Ada pula insentif untuk kepemilikan rumah nonsubsidi yang meliputi pelonggaran rasio pinjaman terhadap nilai (LTV) rumah yang dibeli, bunga kredit pemilikan rumah yang cenderung menurun, serta diskon yang diberikan pengembang.
Aktivitas di sektor ini memberikan kontribusi 13,6 persen terhadap produk domestik bruto pada tahun 2020 dan mampu menyerap 8,5 juta tenaga kerja.
”Kami berharap anggota REI memanfaatkan momentum itu (membaiknya sektor properti) untuk menggerakkan sektor konstruksi dan industri dalam negeri. Ciptakan lapangan kerja juga. Kami mendorong pemulihan bersama sektor properti,” ucap Presiden.
Masih ada kendala
Ketua Umum Dewan Pengurus Pusat (DPP) REI Paulus Totok Lusida mengakui, berbagai kebijakan dan insentif pemerintah untuk sektor properti pada masa pandemi Covid-19 telah banyak membantu pengembang untuk bertahan dan melanjutkan usaha. Namun, terdapat kendala setelah diberlakukannya Undang-Undang Nomor 11 Tahun 2020 tentang Cipta Kerja.
Menurut dia, pelaku industri menghadapi kendala bidang perizinan karena belum siapnya infrastruktur digital ataupun sumber daya manusia untuk mengimplementasikan undang-undang tersebut.
Sebagai contoh, izin mendirikan bangunan (IMB) dihapus dan digantikan dengan persetujuan bangunan gedung (PBG). Prosedur pengurusan PBG mengacu pada Peraturan Pemerintah (PP) Nomor 16 Tahun 2021 tentang Peraturan Pelaksanaan UU No 28/2002 tentang Bangunan Gedung.

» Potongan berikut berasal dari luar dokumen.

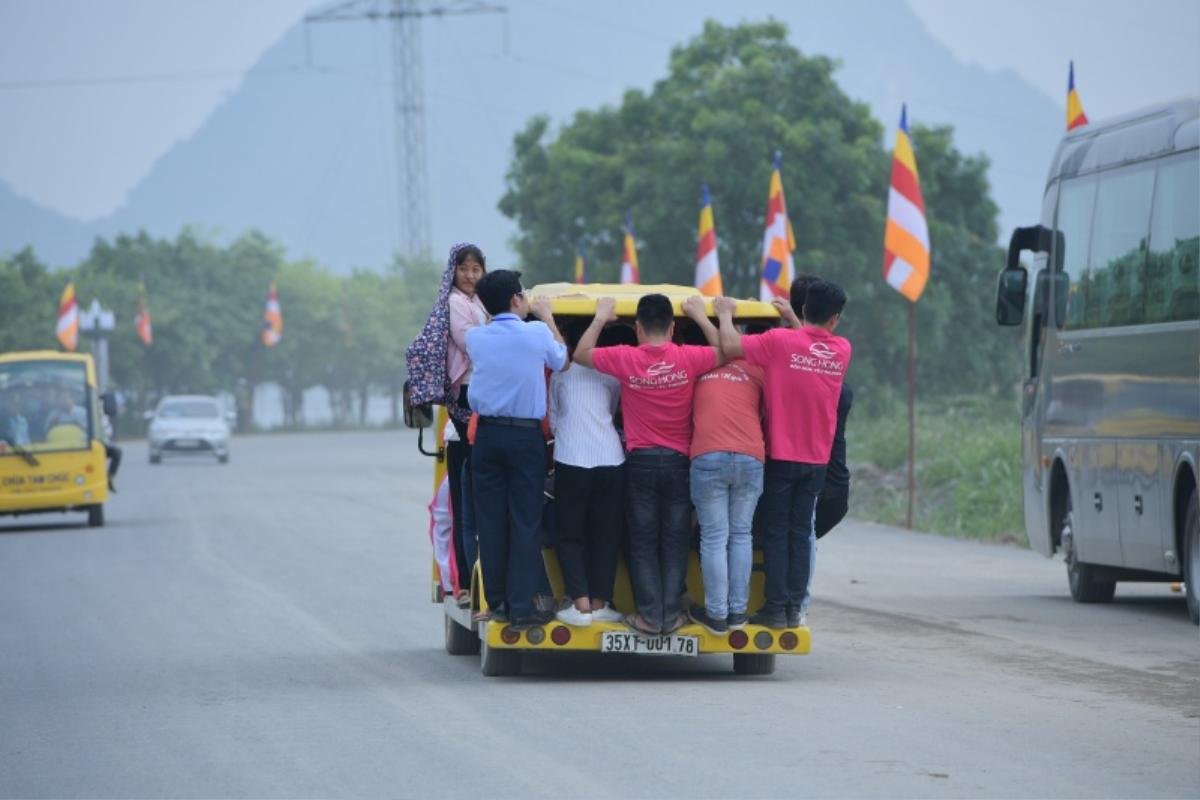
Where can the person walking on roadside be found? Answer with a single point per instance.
(657, 383)
(509, 456)
(803, 377)
(727, 453)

Sesuai PP No 16/2021, PBG adalah perizinan yang diberikan kepada pemilik bangunan gedung untuk membangun baru, mengubah, memperluas, mengurangi, dan/atau merawat bangunan gedung sesuai dengan standar teknis bangunan gedung.
Kementerian Pekerjaan Umum dan Perumahan Rakyat (PUPR) telah meluncurkan layanan berbasis laman Sistem Informasi Bangunan Gedung (SIMBG). Keberadaan SIMBG salah satunya adalah untuk mempermudah PBG secara daring.

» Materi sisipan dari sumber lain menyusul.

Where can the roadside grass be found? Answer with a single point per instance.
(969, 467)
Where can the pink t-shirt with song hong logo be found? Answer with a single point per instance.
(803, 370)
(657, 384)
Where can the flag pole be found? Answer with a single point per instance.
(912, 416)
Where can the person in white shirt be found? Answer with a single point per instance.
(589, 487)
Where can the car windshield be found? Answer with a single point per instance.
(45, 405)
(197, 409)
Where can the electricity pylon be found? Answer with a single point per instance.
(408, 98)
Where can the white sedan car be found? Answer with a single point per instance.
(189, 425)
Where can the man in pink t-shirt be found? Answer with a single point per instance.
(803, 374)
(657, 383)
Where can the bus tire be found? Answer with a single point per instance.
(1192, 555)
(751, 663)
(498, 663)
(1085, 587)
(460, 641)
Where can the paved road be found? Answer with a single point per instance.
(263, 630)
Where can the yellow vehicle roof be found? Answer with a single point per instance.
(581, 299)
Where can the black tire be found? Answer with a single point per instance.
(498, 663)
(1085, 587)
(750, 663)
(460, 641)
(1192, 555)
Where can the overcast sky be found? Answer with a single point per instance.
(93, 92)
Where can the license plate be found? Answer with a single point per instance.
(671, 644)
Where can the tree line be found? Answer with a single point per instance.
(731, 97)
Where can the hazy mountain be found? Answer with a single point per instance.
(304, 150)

Pemerintah kabupaten dan kota diharuskan menggunakan SIMBG dalam pelayanan PBG untuk mendukung upaya kemudahan, transparansi, dan peningkatan layanan publik menjadi lebih baik.
Meski PBG sekarang sudah berlaku, kata Paulus, pemerintah kabupaten dan kota di sejumlah daerah belum seluruhnya siap. Mereka masih membutuhkan sosialisasi dan pemahaman lebih jauh dari pemerintah pusat. Situasi ini berpotensi mengganggu laju kinerja sektor properti.

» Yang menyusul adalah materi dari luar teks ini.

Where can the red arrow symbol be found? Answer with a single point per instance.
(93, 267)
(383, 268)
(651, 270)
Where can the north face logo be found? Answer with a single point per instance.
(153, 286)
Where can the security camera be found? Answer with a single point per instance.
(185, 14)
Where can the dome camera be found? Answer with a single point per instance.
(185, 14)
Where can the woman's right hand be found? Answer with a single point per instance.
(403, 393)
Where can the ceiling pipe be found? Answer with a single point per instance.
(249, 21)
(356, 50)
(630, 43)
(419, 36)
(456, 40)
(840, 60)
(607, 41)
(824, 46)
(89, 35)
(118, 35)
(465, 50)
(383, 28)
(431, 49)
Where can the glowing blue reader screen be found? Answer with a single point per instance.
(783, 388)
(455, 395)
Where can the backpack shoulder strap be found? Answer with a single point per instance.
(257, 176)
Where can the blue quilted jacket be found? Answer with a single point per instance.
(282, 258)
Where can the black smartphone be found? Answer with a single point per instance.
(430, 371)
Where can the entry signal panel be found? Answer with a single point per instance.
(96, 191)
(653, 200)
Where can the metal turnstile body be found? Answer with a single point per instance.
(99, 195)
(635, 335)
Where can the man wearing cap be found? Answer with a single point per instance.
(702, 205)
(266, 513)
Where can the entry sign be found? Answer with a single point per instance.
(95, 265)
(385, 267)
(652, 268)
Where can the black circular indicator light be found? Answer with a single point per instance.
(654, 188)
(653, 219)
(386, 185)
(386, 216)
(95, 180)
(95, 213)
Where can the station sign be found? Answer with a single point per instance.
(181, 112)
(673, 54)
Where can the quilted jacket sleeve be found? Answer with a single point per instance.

Pelaku industri menghadapi kendala bidang perizinan karena belum siapnya infrastruktur digital ataupun sumber daya manusia.
”Jangan melihatnya hanya (untuk urusan) satu rumah tapak saja (terkait pengurusan perizinan). Masih ada bangunan superblok dan high rise building,” ujar Paulus.
Tantangan lain yang dihadapi sektor properti ialah kenaikan harga material dan lahan untuk pembangunan rumah. Oleh karena itu, Paulus mengatakan, ada potensi harga jual rumah akan naik.
Untuk rumah bersubsidi atau rumah bagi masyarakat berpenghasilan rendah (MBR), Paulus menyebut REI dan Kementerian PUPR telah sepakat ada kenaikan harga jual sebesar 7 persen. Hanya saja, usulan ini masih menunggu persetujuan Kementerian Keuangan.
”Sudah tiga tahun harga jualnya tidak naik. Padahal, harga material, seperti besi dan semen, serta lahan, terus merangkak naik,” ucap Paulus.
Pada 25 November 2021, Mahkamah Konstitusi melalui Putusan Nomor 91/PUU-XVIII/2020 menetapkan bahwa UU Cipta Kerja inkonstitusional bersyarat. Pengembang sektor properti mengkhawatirkan timbul ketidakpastian hukum. Paulus berharap, selama proses rapat kerja nasional muncul masukan dari pengurus REI di tingkat daerah.